Pheneas Ntawuruhunga, cassava breeder based at IITA’s southern Africa Hub in Lusaka, Zambia, and representing the Institute, said that the construction and handover of the Mansa cassava processing center “is one of the key outputs of the SARD-SC project that will empower ZARI to conduct cassava-based capacity building and livelihood activities to benefit smallholder farmers, especially the women and the youth, by making available machinery and equipment for training on and producing value-added products.”
“Later you will see and sample some of the food products that could be produced from this center, which have been prepared by local women and members of the Zambia IITA Youth Agripreneurs,” he explained.
Lewis Bangwe, AfDB representative, added that the establishment of the processing center “is aimed at helping address some of the gaps in agriculture in Zambia: the lack of crop processing infrastructure, weak capacity in practical areas of agricultural research, and non-interest/non-participation of youth in agricultural activities.
The Bank is proud to be associated with IITA and ZARI, which are partnering to implement SARD-SC that is helping to develop the cassava sector in the country. This center is a concrete manifestation of the Bank’s commitment to help improve the plight of Zambian smallholder farmers,” Bangwe added.
“I would also like to emphasize that this is part of our efforts to make agriculture attractive to our Zambian youth by demonstrating that money could indeed be made from cassava.”
Monde Zulu, Deputy Director of ZARI, indicated that “ZARI will use this facility to conduct training among farmers and youth on processing cassava to produce high-value products such as HQCF, which in turn can be used to make food products such as biscuits, titbits, and cakes. These could then be additional sources of income for farmers, and more importantly, stimulate the demand for cassava and spur the growth of the sector in Mansa and northern Zambia.”
District Commissioner Chakaba, in his address, said “I am honored to give the keynote address at this important event and to officially inaugurate this cassava processing center. As ZARI and IITA find more ways for our farmers to produce more cassava, I am happy to note that both institutions have also not lost sight of the importance of adding value to the crop through processing.”

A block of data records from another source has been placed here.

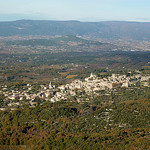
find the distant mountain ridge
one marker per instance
(106, 29)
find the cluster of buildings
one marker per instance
(51, 93)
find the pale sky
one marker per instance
(82, 10)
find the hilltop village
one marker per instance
(77, 90)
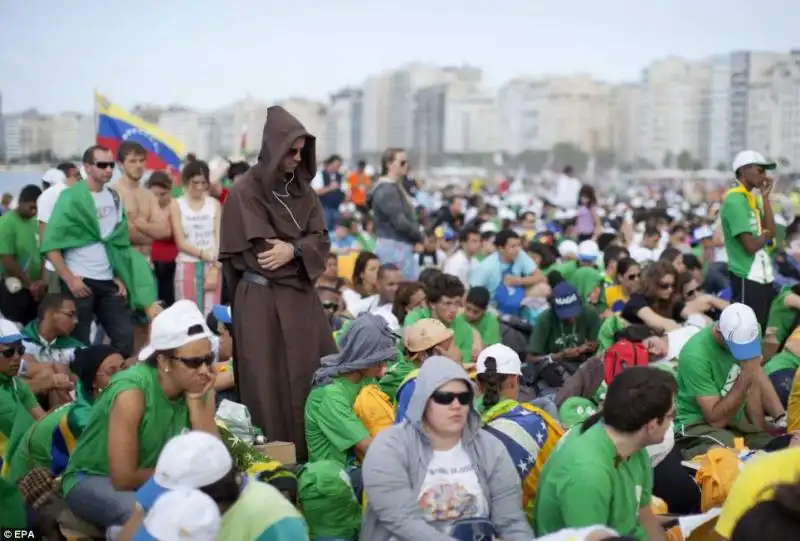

“I also thank the AfDB for supporting this initiative. Farmers cannot continue to be just raw material suppliers and expect their plight to improve. For farmers to move forward—and for our youth to take over agriculture from us old people—we need to show that better income could be realized by processing cassava into high-value products. This is what this facility is for,” he added.
“This facility symbolizes the livelihoods potential of cassava and the people that depend on it…I officially declare this center open,” he concluded.